Disintegration Strategies In The Brazilian Polymer Industry
Por: stefanomazza • 8/1/2017 • Monografia • 9.619 Palavras (39 Páginas) • 301 Visualizações
Università Luigi Bocconi Undergraduate School
CLEAM 2012-2013
Disintegration Strategies in the Brazilian Polymer Industry: Mazzaferro Group business case
Stefano Mazzaferro
ID number: 1510783
Professor: Irene Dagnino
I would like to thank
my Family and Friends
who have supported me
through all these years
of growth and study
Table of contents
Abstract.........................................................................p.6
Theoretical foundations....................................................p.7
Section 1 Internal analysis: Mazzaferro Group....................p.11
1.1 Historical milestones
1.2 Corporate structure
1.3 Key economic and financial results
1.4 Polymers business unit
Section 2 Environment overview: Brazil.............................p.21
2.1 FX rates and materials
2.2 Brazil cost
Section 3 Market analysis: polymers.................................p.23
3.1 Market definition
3.2 Market structure and trends
3.3 Competitors environment
3.4 Mazzaferro
3.5 Summary
Section 4 Strategy: Guidelines.........................................p.38
4.1 Main strategy shifts
4.2 Joint venture scenario
4.3 New suppliers of Caprolactam scenario
4.4 Spinoff scenario
4.5 Further integration scenario
Section 5 Conclusions.....................................................p.46
References.....................................................................p.48
Abstract
The Brazilian economic environment has undergone profound change throughout the years, especially concerning some specific industry segments.
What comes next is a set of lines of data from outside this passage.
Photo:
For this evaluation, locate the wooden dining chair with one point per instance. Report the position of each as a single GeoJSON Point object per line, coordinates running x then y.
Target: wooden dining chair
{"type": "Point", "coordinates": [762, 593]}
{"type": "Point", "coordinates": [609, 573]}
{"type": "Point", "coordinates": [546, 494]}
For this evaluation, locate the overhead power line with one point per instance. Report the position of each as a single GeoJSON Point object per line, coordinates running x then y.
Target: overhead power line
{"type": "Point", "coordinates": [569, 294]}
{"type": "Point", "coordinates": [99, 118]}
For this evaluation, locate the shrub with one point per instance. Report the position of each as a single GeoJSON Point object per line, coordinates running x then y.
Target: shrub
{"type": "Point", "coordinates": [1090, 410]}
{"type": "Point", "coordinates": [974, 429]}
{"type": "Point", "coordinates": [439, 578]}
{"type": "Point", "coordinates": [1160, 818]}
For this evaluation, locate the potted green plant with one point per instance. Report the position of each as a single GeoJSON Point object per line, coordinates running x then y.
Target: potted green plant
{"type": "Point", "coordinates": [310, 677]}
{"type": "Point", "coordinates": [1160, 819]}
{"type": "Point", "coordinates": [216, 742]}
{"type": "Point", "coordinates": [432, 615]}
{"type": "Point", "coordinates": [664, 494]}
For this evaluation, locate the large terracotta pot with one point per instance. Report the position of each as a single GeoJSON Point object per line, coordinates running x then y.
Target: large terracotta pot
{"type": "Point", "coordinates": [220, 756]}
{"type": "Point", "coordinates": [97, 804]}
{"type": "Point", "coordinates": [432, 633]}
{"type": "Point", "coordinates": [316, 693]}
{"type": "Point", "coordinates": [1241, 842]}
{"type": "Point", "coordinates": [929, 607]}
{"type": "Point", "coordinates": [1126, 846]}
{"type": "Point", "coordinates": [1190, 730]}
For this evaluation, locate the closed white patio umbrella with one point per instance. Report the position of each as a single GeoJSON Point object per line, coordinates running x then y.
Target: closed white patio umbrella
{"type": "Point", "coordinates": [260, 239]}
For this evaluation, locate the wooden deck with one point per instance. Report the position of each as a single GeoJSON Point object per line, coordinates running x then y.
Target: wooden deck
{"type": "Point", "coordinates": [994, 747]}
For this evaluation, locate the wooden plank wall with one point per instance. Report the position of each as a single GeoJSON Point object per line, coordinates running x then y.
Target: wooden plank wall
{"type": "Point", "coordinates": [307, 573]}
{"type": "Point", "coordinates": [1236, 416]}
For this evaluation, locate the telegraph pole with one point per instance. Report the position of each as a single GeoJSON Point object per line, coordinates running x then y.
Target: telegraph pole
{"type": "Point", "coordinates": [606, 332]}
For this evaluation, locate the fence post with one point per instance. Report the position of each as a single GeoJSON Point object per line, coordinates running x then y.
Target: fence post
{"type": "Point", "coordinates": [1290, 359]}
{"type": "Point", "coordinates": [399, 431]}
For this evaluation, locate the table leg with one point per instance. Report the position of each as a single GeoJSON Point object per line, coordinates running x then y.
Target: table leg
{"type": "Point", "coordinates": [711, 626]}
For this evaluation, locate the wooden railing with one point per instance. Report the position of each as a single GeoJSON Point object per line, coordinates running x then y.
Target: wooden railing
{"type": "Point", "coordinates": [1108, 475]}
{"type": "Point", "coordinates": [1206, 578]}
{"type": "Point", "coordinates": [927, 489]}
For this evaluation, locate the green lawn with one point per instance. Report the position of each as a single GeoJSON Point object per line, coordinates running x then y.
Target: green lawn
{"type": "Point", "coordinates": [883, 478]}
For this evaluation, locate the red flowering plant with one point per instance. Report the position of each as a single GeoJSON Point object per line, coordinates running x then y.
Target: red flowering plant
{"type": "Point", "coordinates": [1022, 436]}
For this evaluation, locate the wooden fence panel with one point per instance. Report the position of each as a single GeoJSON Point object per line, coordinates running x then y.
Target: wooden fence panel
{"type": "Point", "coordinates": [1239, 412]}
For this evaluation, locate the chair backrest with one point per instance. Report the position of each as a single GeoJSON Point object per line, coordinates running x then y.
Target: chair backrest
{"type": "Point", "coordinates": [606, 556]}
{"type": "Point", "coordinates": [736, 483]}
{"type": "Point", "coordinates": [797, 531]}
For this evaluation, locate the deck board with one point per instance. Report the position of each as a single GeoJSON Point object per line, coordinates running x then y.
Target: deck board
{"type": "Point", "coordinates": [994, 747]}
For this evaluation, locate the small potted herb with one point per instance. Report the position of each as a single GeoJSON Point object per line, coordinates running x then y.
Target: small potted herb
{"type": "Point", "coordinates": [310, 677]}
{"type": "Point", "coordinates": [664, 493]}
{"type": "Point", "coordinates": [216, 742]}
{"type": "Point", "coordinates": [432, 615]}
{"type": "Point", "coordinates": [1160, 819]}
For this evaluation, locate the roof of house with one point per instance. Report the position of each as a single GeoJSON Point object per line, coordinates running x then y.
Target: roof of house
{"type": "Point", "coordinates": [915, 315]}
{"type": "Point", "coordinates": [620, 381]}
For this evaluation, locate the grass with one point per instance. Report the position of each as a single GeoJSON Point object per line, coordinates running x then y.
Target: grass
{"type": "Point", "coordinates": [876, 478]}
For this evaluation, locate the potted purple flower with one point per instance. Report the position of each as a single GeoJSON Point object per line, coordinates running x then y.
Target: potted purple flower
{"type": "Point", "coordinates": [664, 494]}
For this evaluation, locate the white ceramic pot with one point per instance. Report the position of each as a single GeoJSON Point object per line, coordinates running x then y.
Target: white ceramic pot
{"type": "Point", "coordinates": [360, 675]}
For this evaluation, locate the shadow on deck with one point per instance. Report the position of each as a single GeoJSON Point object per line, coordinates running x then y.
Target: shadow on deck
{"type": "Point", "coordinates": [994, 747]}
This study is intended to investigate the structure and dynamics of the national Polymers industry and analyse both the basis of the crisis of Mazzaferro Group and main strategy shifts that have evolved, to overcome it. The main goal is to understand if the decision of disintegrating in 2012, by selling the Polymer BU to BASF was an effective measure.
To achieve that we will go through a conclusive case study. Starting from the analysis of the Company and its financial results, moving then to the Environment, Market and Competitors.
At the end, some solutions that were formulated to overcome the issues encountered, will provide a clear feedback over the decision taken in 2012.
Back in those days, the company’s board of directors had limited amount of time and resources to spend in a deep analysis and the most definitive and direct solution was preferred. Many different strategic decisions other than the extreme of selling the business were available. With the benefit of hindsight, we can go through all of them and rationally conclude which one was actually feasible.
Theoretical foundations
In the literature on vertical integration a lot of different approaches have been used to explain the development of integration or disintegration strategies. Among the Economic theories maybe the most used perspective is transaction cost economics (Williamson 1985). This model is based on the analysis of governance structure and its effects on transactions. The main point is that a transaction can be concluded in three different governance structures:
- Free Market: where each transaction is concluded with independent operators, through price equilibrium mechanisms.
- Full ownership: where transactions are concluded within the boundaries of a single company in a hierarchical form through formal governance mechanisms.
- Hybrid form: where both the above are mixed together.
This model allows dictating the most efficient of the above governance structure based solely on the level of transaction costs. Transaction costs are the expenses that have to be sustained in order to conclude any trade operation. Examples of transaction costs are related to negotiation, writing contracts, monitoring and selecting operators, managing information flows etc. The most efficient among the three governance structures above is simply the one with the lowest transaction costs assuming the same level of production. Previous studies have already suggested that transactions will be organized in-house only when the cost of this is lower than the transaction costs of using the market (Coase 1937). However some other elements of the transaction have to be taken into account in order to choose the proper governance structure, asset specificity, frequency and size, and uncertainty. The three possible governance structures can be achieved through distinct strategies extensively described in the literature, vertical integration and disintegration. The level of integration determines the transaction governance strategy, free market is achieved through full disintegration, full ownership through integration and the hybrid forms are the result of quasi-integration. This model puts a strong emphasis on transactions, however it doesn’t take into account all the aspects of a strategic decision such as, competitors, market trends, and business environment. By combining strategic management theories with transaction costs theory is possible to make a proper analysis of integration strategies. It becomes very important to deepen the definitions on the whole spectrum of integration structures.